I imagined the watch on my wrist and thought of how long it would take to get used to reading the time that way, the questions I’d be asked, and so on. I especially imagined how others would react, that they’d regard the watch as yet another unequivocal sign of my tendency toward moderate extravagance, or, I should say, a mediocre extravagance, so timid as to hardly be verifiable. I also imagined my relatives after this trip to Germany, a sort of advance guard anxious for commentaries and impressions, for stories of panic attacks and scenes of ethnic or cultural shock; and I particularly imagined my nephew and niece, fascinated by the watch and eager to possess it, one of the few anachronistic talismans offered by the modern world, I thought.
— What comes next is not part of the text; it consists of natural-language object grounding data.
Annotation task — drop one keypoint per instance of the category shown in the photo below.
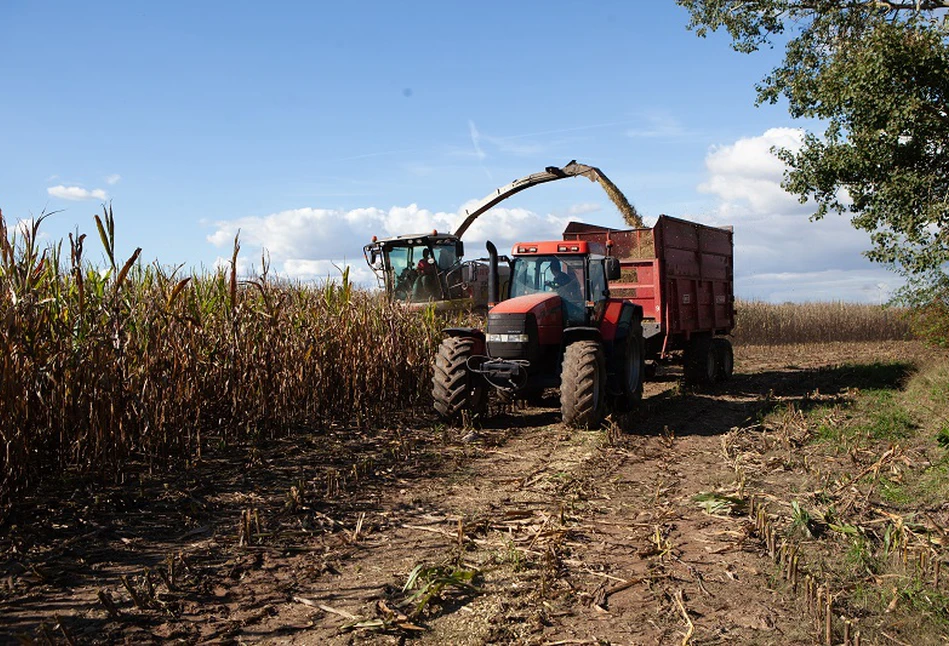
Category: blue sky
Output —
(312, 126)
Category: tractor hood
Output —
(519, 326)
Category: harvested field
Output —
(518, 532)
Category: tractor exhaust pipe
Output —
(493, 279)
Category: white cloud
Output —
(77, 193)
(780, 255)
(314, 243)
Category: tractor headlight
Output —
(508, 338)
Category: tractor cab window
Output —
(598, 289)
(562, 275)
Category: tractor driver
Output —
(566, 285)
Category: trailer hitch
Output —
(503, 374)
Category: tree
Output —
(877, 74)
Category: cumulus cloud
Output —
(77, 193)
(314, 243)
(780, 255)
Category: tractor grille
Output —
(512, 336)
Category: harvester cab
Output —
(426, 268)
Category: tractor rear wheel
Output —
(724, 358)
(583, 385)
(454, 388)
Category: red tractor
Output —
(559, 328)
(588, 312)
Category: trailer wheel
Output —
(454, 387)
(633, 371)
(583, 384)
(701, 365)
(724, 358)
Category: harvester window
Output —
(446, 257)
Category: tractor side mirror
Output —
(612, 268)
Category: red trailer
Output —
(682, 275)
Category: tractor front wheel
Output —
(583, 384)
(454, 388)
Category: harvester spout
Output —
(550, 174)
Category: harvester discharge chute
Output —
(428, 268)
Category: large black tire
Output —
(701, 367)
(583, 385)
(632, 372)
(454, 388)
(724, 358)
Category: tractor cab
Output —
(418, 268)
(568, 269)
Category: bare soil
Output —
(522, 531)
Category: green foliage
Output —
(878, 75)
(434, 581)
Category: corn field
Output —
(758, 323)
(128, 367)
(136, 365)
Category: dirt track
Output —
(588, 537)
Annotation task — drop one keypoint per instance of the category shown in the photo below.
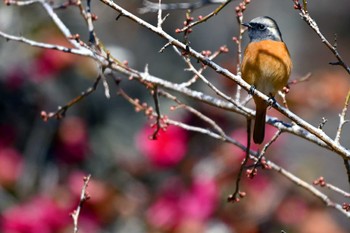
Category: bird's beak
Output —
(247, 25)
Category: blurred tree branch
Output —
(93, 49)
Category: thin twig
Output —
(267, 145)
(195, 112)
(205, 18)
(158, 119)
(61, 111)
(312, 23)
(340, 150)
(84, 196)
(153, 7)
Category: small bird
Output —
(266, 66)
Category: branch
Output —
(312, 23)
(84, 196)
(154, 7)
(340, 150)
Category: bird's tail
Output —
(259, 125)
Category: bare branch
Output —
(312, 23)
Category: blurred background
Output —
(180, 182)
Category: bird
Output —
(266, 66)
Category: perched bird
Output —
(266, 66)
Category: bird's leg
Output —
(272, 101)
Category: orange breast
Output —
(266, 65)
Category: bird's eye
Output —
(261, 27)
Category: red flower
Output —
(178, 204)
(167, 150)
(11, 164)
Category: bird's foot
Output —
(252, 90)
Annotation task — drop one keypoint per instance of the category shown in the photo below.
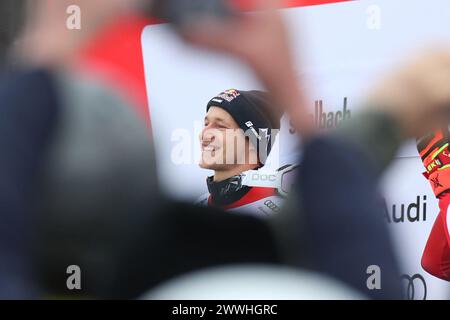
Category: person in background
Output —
(434, 152)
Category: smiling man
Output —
(240, 128)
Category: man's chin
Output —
(212, 166)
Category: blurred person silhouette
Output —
(99, 204)
(12, 14)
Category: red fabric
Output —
(255, 194)
(436, 256)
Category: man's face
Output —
(223, 143)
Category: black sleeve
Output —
(27, 114)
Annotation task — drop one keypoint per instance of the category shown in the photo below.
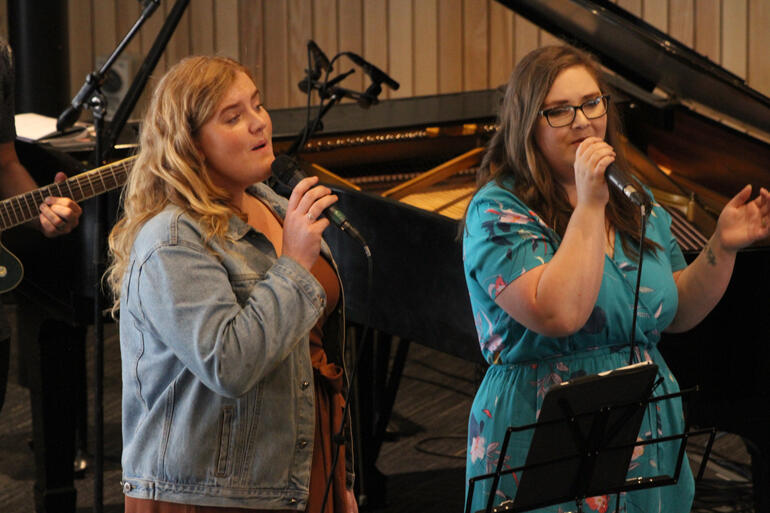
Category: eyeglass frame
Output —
(544, 112)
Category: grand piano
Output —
(695, 134)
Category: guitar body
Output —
(11, 270)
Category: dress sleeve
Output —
(503, 239)
(668, 241)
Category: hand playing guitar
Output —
(58, 215)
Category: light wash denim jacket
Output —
(218, 401)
And lastly I imagined a certain moment in old age, a transcendent scene, the night of the legacy: I would give the reverse watch to my nephew or my niece, a sort of secret handshake marking my abstruse passage through the world, and he or she would keep it as a proof and a symbol, the side of me that would remain with them; the half-distant, fairly alien uncle who had once drawn near, almost at the end, believing it was forever, with that sentimental gesture and that odd device.
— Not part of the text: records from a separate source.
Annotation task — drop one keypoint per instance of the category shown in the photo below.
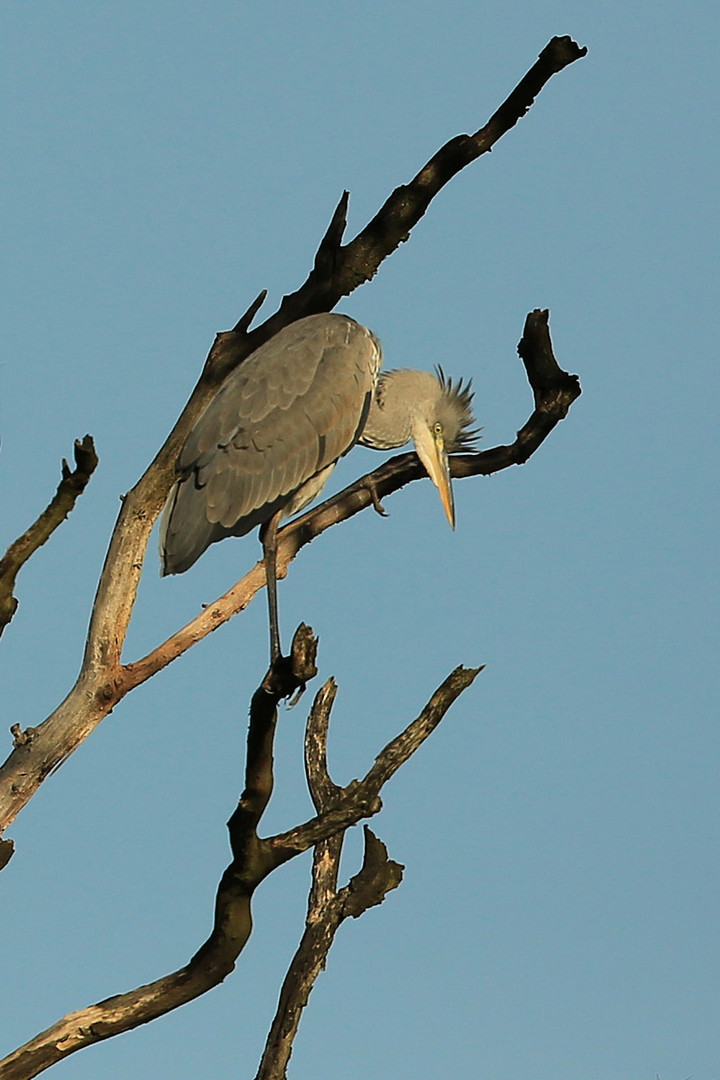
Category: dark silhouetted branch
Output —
(253, 860)
(338, 270)
(327, 906)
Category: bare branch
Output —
(554, 392)
(327, 907)
(254, 859)
(361, 798)
(69, 489)
(104, 680)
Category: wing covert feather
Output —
(290, 409)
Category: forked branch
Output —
(338, 270)
(69, 489)
(253, 860)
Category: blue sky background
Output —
(559, 914)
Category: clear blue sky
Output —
(559, 915)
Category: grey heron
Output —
(266, 444)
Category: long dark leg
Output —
(269, 540)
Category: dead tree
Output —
(105, 678)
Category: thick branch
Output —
(69, 489)
(554, 391)
(327, 907)
(361, 798)
(233, 921)
(97, 692)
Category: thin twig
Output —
(69, 489)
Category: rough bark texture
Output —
(104, 678)
(70, 487)
(253, 859)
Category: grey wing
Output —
(293, 408)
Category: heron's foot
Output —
(288, 675)
(377, 505)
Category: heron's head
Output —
(442, 423)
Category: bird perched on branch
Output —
(266, 444)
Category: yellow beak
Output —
(431, 450)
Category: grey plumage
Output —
(266, 444)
I have two prized objects to hand down: my grandfather’s cigarette lighter, and my father’s ivory binoculars. Besides these, nothing I own ever belonged to anyone else. I haven’t thought yet about whether I’ll give both objects to one of them or one to my nephew and the other to my niece. I’d have a problem if there were three of them: even if I tried, the share could never be equal. If I had bought that German watch — I doubt it would have been Chinese back then — I’d have something for a third. But at that moment, as I sat in the park beside the lake, I imagined myself having bought it, so that I had three gifts. The reverse watch pointed to the past, that would be the best legacy, a caveat that we should always look behind us so as to discover our own nature. And what’s the point of knowing our own nature, the nephew or niece might ask. To hide it, I’d reply; to subjugate it, which is impossible, and to hide it, so as to believe we’ve left it behind, etc. To delude ourselves, and move forward.
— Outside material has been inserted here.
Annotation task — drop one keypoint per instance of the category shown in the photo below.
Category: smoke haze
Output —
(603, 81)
The watch, I mean, represented a course of action. I recall how its high price impressed me that morning, and I was unsure whether it was due to the watch’s quality or its rarity. Of course, if such an object was to be distinctive, it had also to be a bit expensive, because if it were cheap that would declare its uselessness. I could say a great deal more about the cigarette lighter and the binoculars, in particular I could say that they, unlike the watch, are objects that offer no lessons, despite being excellent heirlooms. A family such as mine, which came out of that void an ocean away, knowing nothing of its history beyond a few decades back, will suddenly in the future have tangible proof of an almost deep past, in objects that will condense the history of individuals and bodies. It could be amazing. And I thought, all thanks to these three objects. In my younger days as a smoker I used to use my grandfather’s cigarette lighter. From time to time, I still use my father’s binoculars, but mostly I periodically open the leather case, which over time has become so thin it’s like dried-out paper about to crumble. I take out the binoculars, heft them and inspect them, peer through them, turn the central wheel to focus, and finally stow them away in their case. Curiously, over time this inspection has turned into a ritual that has nonetheless forgotten its referent; I mean, my memories of my father are by now largely distant; I don’t think of him when I take out the binoculars, except as an idea. Not as a living person, with a voice and a certain warmth but, rather, as a figure that person has occupied ever since he abandoned, as they say, this world.